PEOPLE will be basking in the glow of the summer sun this weekend as temperatures soar to their highest level this year.Ken Blowers, East Anglian Daily Times weatherman said it would be the hottest in the region since the last week of September 2003.

PEOPLE will be basking in the glow of the summer sun this weekend as temperatures soar to their highest level this year.

Ken Blowers, East Anglian Daily Times weatherman said it would be the hottest in the region since the last week of September 2003.

He said the mercury would rise as high as 68F, 20C, and it reached 63F, 17C, yesterday.

"There is an anticyclone over the southern half of the British Isles. That anticyclone is going to last over the weekend and for one more day, Monday.

"It will mainly be fine, warm weather with sunny periods. The winds are going to be very light as well and it also applies to the coast."

East Anglia's tourist attractions look set to become hotspots as visitors look for something to do in the sunshine.

Kate Sussams, property manager of Sutton Hoo, in Woodbridge, said the Anglo-Saxon burial site had been busy, especially for groups and schoolchildren.

She said: "As it is not quite hot enough for people to go to the beach people find it is better for them to come here.

"They can either come inside and see the new exhibition, which includes some items on loan from the British Museum, or they can go outside for a walk and see the bluebells.

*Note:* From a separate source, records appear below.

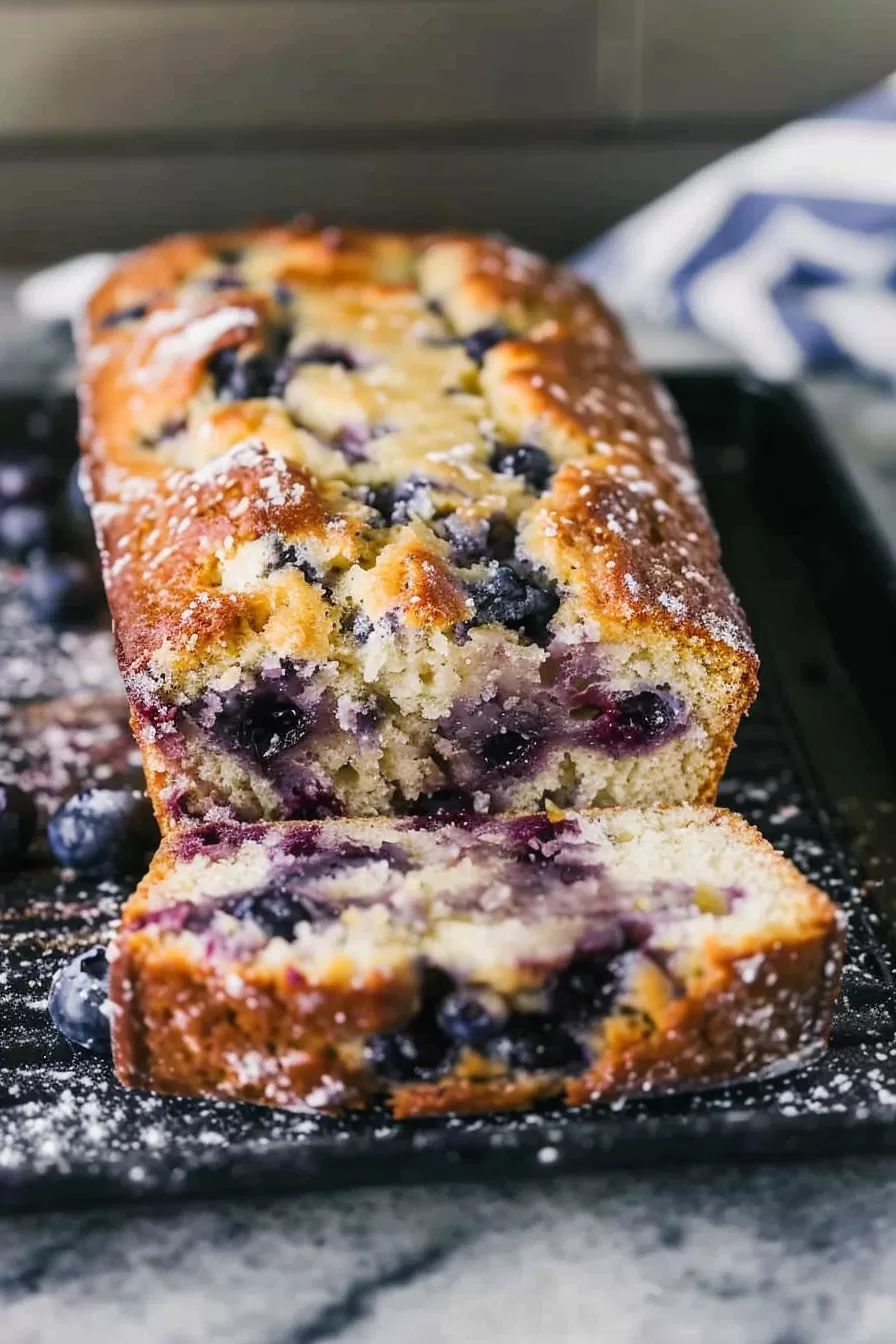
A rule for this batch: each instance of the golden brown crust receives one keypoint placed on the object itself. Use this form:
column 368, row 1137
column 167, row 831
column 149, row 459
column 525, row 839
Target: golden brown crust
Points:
column 755, row 1003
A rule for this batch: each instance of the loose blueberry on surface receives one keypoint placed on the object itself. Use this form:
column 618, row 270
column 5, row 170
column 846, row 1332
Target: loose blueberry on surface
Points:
column 272, row 725
column 63, row 592
column 472, row 1019
column 18, row 823
column 415, row 1054
column 28, row 480
column 125, row 315
column 78, row 997
column 505, row 598
column 637, row 721
column 276, row 911
column 104, row 832
column 478, row 343
column 532, row 464
column 24, row 530
column 533, row 1044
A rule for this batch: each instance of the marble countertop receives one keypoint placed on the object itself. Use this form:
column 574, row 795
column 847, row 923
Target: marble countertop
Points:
column 798, row 1254
column 775, row 1254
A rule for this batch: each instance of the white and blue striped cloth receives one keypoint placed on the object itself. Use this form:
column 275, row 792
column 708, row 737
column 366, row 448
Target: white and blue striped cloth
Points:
column 785, row 250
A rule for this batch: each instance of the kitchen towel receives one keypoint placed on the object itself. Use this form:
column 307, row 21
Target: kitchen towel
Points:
column 785, row 252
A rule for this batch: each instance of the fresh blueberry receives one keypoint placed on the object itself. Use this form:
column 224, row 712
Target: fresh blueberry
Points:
column 125, row 315
column 478, row 343
column 63, row 592
column 418, row 1053
column 524, row 460
column 28, row 480
column 78, row 997
column 26, row 530
column 276, row 911
column 507, row 749
column 104, row 832
column 532, row 1043
column 443, row 803
column 634, row 722
column 505, row 598
column 272, row 725
column 18, row 823
column 472, row 1019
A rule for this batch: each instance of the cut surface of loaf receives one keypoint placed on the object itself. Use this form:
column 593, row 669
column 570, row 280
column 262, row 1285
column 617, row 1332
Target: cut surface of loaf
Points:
column 470, row 964
column 396, row 524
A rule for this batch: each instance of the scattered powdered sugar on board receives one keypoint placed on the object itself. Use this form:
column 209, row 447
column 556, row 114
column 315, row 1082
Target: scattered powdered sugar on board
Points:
column 66, row 1124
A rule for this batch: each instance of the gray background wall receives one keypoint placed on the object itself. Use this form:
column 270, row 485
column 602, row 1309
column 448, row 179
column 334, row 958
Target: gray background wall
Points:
column 547, row 118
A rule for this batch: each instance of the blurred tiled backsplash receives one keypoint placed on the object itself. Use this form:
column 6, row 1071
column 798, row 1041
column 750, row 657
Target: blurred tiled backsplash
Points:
column 548, row 118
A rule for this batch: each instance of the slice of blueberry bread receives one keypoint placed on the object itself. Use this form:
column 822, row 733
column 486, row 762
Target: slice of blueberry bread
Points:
column 473, row 964
column 395, row 524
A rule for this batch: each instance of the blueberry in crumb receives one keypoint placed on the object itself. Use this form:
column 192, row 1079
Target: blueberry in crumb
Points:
column 472, row 1019
column 28, row 480
column 415, row 1054
column 443, row 803
column 533, row 1044
column 78, row 997
column 24, row 530
column 505, row 597
column 104, row 832
column 478, row 343
column 532, row 464
column 272, row 725
column 63, row 592
column 18, row 823
column 125, row 315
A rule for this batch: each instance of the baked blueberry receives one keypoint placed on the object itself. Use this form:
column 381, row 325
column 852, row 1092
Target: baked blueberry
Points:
column 505, row 597
column 18, row 823
column 415, row 1054
column 125, row 315
column 532, row 1044
column 78, row 999
column 104, row 832
column 637, row 721
column 477, row 540
column 272, row 725
column 443, row 803
column 585, row 988
column 523, row 460
column 478, row 343
column 28, row 480
column 274, row 910
column 63, row 592
column 328, row 352
column 472, row 1019
column 24, row 530
column 505, row 749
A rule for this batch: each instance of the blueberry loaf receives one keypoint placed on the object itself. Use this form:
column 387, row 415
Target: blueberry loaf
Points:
column 396, row 524
column 469, row 964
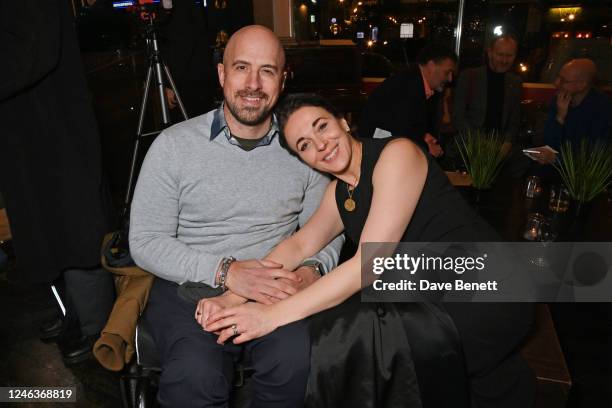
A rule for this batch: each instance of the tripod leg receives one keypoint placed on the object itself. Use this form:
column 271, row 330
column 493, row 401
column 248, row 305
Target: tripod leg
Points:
column 141, row 115
column 178, row 96
column 162, row 93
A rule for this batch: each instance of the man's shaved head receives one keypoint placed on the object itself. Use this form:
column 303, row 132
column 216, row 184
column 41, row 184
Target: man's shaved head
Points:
column 252, row 77
column 255, row 36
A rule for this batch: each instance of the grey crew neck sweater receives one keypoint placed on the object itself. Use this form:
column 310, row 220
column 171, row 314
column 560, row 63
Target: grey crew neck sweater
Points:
column 199, row 199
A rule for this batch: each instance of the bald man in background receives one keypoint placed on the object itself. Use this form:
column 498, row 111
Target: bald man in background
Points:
column 578, row 110
column 211, row 189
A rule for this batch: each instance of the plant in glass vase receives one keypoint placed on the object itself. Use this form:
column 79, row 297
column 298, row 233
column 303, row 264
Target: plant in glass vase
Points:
column 586, row 170
column 483, row 154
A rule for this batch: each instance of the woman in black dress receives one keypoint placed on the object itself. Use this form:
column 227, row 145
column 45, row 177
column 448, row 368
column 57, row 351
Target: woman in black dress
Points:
column 365, row 354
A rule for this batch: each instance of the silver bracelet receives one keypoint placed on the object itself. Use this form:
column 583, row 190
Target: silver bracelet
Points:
column 225, row 264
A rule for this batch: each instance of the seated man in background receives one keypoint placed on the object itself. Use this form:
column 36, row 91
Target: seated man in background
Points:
column 489, row 97
column 212, row 188
column 577, row 111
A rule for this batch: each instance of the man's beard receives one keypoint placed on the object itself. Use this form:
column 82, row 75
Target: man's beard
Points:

We've got hundreds and hundreds of them."

Gemma Woodhead from Kentwell Hall in Long Melford, said: "The weather is always quite a big factor. If it's a nice day then people decide on a whim to come out and they want to be in the open air so they come here."

Peter Hadden, managing director of Pleasurewood Hills' theme park, in Lowestoft, said: "We are busy and so far it has gone with the weather; when the weather is good we have good business. It's better than last year."

However, Peter Berridge, general manager of Colchester museums, said: "People like to go into the castle when it is hot as it's cooler inside. But we had a wet summer three years ago and that had one of our best summer figures for a long, long time."

The warm weather looks set to continue into next week.

Mr Blowers said: "After Monday it tends to deteriorate a bit but it will still be reasonably good. There's nothing really bad yet on the horizon in the forseeable future."